Um rapaz tranquilo e querido por todos. Assim os amigos e vizinhos descrevem o estudante de direito João Victor Costa de Oliveira, 19 anos, espancado até a morte na madrugada de sexta-feira (5/2), em Planaltina (DF). O crime chocou a cidade e deixou moradores horrorizados, sem saber o que teria motivado tamanha brutalidade contra o jovem. Morador do bairro Jardim Roriz, Gilberto Jesus, 54, era vizinho da vítima e ficou surpreso com a notícia. “É muita tristeza. Um cara bom assim... Minha esposa está chorando no serviço dela agora (sexta-feira, 5/2). Ninguém imaginava um negócio desses. Ouvi o choro do irmãozinho dele, que é pequeno, mas vou esperar até amanhã (sábado, 6/2) para ir conversar com a família”, disse.

A relação entre João Victor e Gilberto era de amizade e companheirismo. “(Ele era) excelente. Aqui, não tinha ninguém melhor. O João não saía para nada, não era festeiro e gostava de estudar”, contou o pintor. Os dois costumavam passar o tempo conversando na rua, durante momentos de lazer do jovem. “Ficávamos muito na área verde. Ele era um menino tranquilo. Sempre vinha direto da escola para casa. O pessoal da rua ficou doido. Vi uma movimentação da polícia. Eram umas 2h, mas pensei que fosse outra coisa”, completou Gilberto.

  • Estudante de Direito morto a pauladas em Planaltina. Na Foto Casa da vitima na Quadra 01 conjunto 01 do Jardim Roriz
    Vítima morava no Jardim Roriz Carlos Vieira/CB/D.A Press

A babá Márcia Cristina, 40, é amiga da família de João Victor. Ela conhecia o estudante desde criança e afirmou que a família está muito abalada com o ocorrido. Márcia descreveu a vítima como uma pessoa de “jeito sereno”. “Era um menino de ouro. Muito tranquilo, estudava direito e era um rapaz de bom coração. Sempre ia à igreja com os pais”, detalhou. Assim como outras pessoas próximas do jovem, ela espera que o crime não fique impune. “Triste pensar que bateram nele até a morte.
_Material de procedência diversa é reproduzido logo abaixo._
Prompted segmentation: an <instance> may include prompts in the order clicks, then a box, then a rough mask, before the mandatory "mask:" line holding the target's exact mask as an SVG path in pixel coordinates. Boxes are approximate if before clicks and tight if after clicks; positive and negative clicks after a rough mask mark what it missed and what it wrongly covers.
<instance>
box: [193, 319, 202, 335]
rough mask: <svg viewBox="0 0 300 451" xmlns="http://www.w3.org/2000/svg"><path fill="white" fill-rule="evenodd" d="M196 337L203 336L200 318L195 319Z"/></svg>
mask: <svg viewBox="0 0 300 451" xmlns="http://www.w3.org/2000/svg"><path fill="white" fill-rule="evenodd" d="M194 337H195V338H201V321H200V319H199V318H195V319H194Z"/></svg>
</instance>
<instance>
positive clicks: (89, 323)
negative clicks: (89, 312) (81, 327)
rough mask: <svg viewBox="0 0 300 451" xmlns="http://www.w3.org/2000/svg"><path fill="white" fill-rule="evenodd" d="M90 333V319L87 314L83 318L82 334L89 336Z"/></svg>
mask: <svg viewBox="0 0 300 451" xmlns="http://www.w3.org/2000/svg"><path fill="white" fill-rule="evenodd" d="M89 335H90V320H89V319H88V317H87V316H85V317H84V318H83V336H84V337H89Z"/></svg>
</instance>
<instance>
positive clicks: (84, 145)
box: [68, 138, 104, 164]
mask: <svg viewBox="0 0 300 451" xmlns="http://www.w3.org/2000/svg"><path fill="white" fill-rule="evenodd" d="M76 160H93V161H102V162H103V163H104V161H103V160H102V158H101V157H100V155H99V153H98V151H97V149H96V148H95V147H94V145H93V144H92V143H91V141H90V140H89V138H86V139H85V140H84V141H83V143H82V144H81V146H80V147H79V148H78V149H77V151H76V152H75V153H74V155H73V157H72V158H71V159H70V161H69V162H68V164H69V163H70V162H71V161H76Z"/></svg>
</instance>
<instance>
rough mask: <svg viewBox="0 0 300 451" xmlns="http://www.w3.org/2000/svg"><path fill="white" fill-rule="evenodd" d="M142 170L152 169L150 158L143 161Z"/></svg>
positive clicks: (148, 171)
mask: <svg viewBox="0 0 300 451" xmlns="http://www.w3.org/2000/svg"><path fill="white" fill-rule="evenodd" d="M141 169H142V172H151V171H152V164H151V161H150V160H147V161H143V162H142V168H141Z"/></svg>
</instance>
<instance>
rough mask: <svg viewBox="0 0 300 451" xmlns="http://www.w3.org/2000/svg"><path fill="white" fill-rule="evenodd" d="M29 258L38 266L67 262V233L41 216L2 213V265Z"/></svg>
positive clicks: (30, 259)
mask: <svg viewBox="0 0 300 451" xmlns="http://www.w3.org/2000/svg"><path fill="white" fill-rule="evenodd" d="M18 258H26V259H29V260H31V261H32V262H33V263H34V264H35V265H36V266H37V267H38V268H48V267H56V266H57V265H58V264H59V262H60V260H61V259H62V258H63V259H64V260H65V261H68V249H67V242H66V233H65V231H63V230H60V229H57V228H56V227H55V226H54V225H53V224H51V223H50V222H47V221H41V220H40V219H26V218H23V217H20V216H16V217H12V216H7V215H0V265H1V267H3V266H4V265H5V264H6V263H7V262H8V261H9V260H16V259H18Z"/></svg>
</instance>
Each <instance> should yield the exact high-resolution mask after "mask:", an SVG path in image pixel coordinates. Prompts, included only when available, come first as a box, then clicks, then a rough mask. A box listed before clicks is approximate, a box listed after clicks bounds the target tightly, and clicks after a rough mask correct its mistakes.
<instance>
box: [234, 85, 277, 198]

Queremos que a justiça seja feita”, cobrou.

Essa é a segunda tragédia que a família vive, segundo Márcia. Em 2016, outro crime bárbaro provocou indignação: a prima dele, uma adolescente de 15 anos, foi assassinada com vários tiros no meio da rua, também em Planaltina. Até hoje, o crime segue sem solução e sem identificação dos autores do homicídio. “Era uma menina linda, meiga e muito querida por todos. Assim como o João, acompanhei-a desde o nascimento”, acrescentou Márcia.

Investigação

O espancamento de João Victor teria sido consequência de uma discussão em um bar, por volta de 1h15. Policiais que atenderam a ocorrência informaram que um dos suspeitos de agredir o jovem trabalhava como garçom em um bar. Esse funcionário teria gritado, para pedir carona a uma amiga, mas o estudante teria achado que era alvo de xingamentos. A partir disso, os dois começaram uma briga, seguida de agressões.

O garçom deixou o estabelecimento em um Fox prata e voltou, minutos depois, com um grupo de comparsas. Eles continuaram a agredir João Victor, até que a vítima desmaiasse. Uma equipe do Corpo de Bombeiros esteve no local do crime, mas, quando os socorristas chegaram, encontraram João Victor sem vida. Antes disso, testemunhas haviam parado um carro da Polícia Militar que passava pelo local e informado sobre uma briga envolvendo várias pessoas na região. Os PMs encontraram dois homens próximos a um restaurante de fast-food e os levaram à delegacia. Posteriormente, a dupla foi liberada por falta de provas.

João Victor não tinha antecedentes criminais. Policiais da 31ª Delegacia de Polícia (Planaltina) investigam o assassinato, mas não passaram novas informações até o fechamento desta edição. O delegado à frente do caso, Eder Antunes Caixeta, afirmou que a polícia continuará os trabalhos na região. “Ainda não temos elementos para dizer se foi por motivo torpe ou não, mas estamos apurando os fatos”, reforçou.

Especialista em segurança pública, Leonardo Sant’Anna explica que a cidade vive um cenário de vulnerabilidade, mas esse foi um fato pontual na região administrativa. “As situações de violência não podem ser pautadas por um caso como esse. Temos um caso específico, envolvendo uma cidade que traz características que podem oferecer uma condição maior para que cenários como esse acabem se repetindo. Planaltina já foi conhecida como uma cidade que tinha gangues”, comentou Leonardo.